Anybody here with Apple ][ experience?

I realize I’m probably better off on a different forum site dedicated to retrocomputing, but that feels like starting over.

I’m working on a new interpreter, written from scratch, for Apple 2. I know there are others out there, and Ozmoo exists. I wanted to write one myself for the same reason I wrote an interpreted in C++ from scratch, and an IF development language from scratch. They’re interesting problems, and I enjoy programming.

Anyway, this interpreter has been designed from the ground up to be as fast as possible, and as such, I have it filling memory at startup (Apple 2 disks are 140k which is enough to hold any V3 story and the interpreter) and using extended memory.

On the Apple ][+, the most common memory expansion is a Saturn memory board. It essentially looks like eight language cards, and is large enough I can efficiently support any V3 game up to 128k. It’s pretty cool, because I only need to recompute virtual mappings any time the program counter crosses the $BFFF or $FFFF boundaries. (Well, and branches and jumps).
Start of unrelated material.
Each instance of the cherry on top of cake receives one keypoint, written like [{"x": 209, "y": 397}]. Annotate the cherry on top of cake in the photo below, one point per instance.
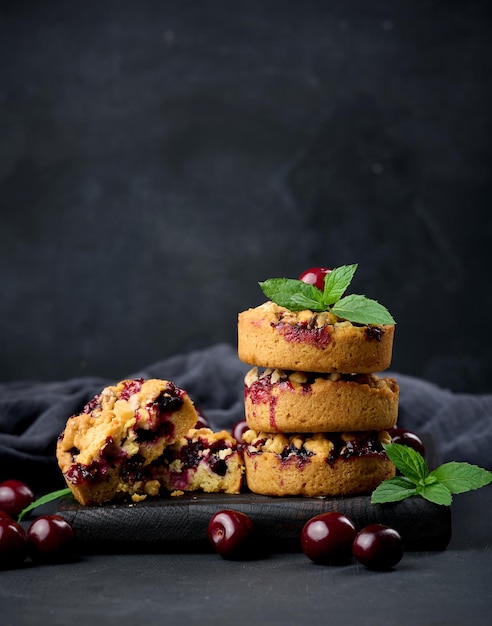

The problem is Apple ][e. It has a really bizarre memory setup where there are two broad classes of memory, where each class is either “main” or “aux” memory.

  • Everything between $200 and $BFFF
  • Everything between $000-$1FF and $D000 and $FFFF

$C000-$CFFF on Apple 2 is reserved for I/O cards etc and is never RAM. Apple 2e does emulate the language card from Apple 2+, but not the same way Saturn memory does. Essentially the language card can be “main” memory from $D000-$FFFF, or “aux” memory from $D000-$FFFF, which falls into the second case above.

It would have been really nice if the memory between $000-$1FF was managed separately, but that’s not the world we live in.

For each of the ranges above, we can control whether memory reads come from main or aux memory, and we can control whether memory writes go to main or aux memory.

Finally, on Apple 2e, the standard way to extend memory past 128k is to support additional “aux” memory banks. You can control which of them is active, versus the standard base aux bank.

Currently, my interpreter code lives between $800 and $1FFF, and $2000 to $BFFF is meant for 40k of dynamic memory (and, currently, static memory too, but that may change if I find V3 stories that need more than 40k dynamic+static memory).

On Apple 2+, the high memory ends up being whatever fits in the first 40k, along with enough 12k banks of “language card” memory to hold the rest of the story. Any time the instruction pointer changes (due to a call, jump, or branch) I do some quick comparisons and make the appropriate language card 16k bank resident. This works fine and is extremely fast.

The problem is how to do this on the Apple 2e.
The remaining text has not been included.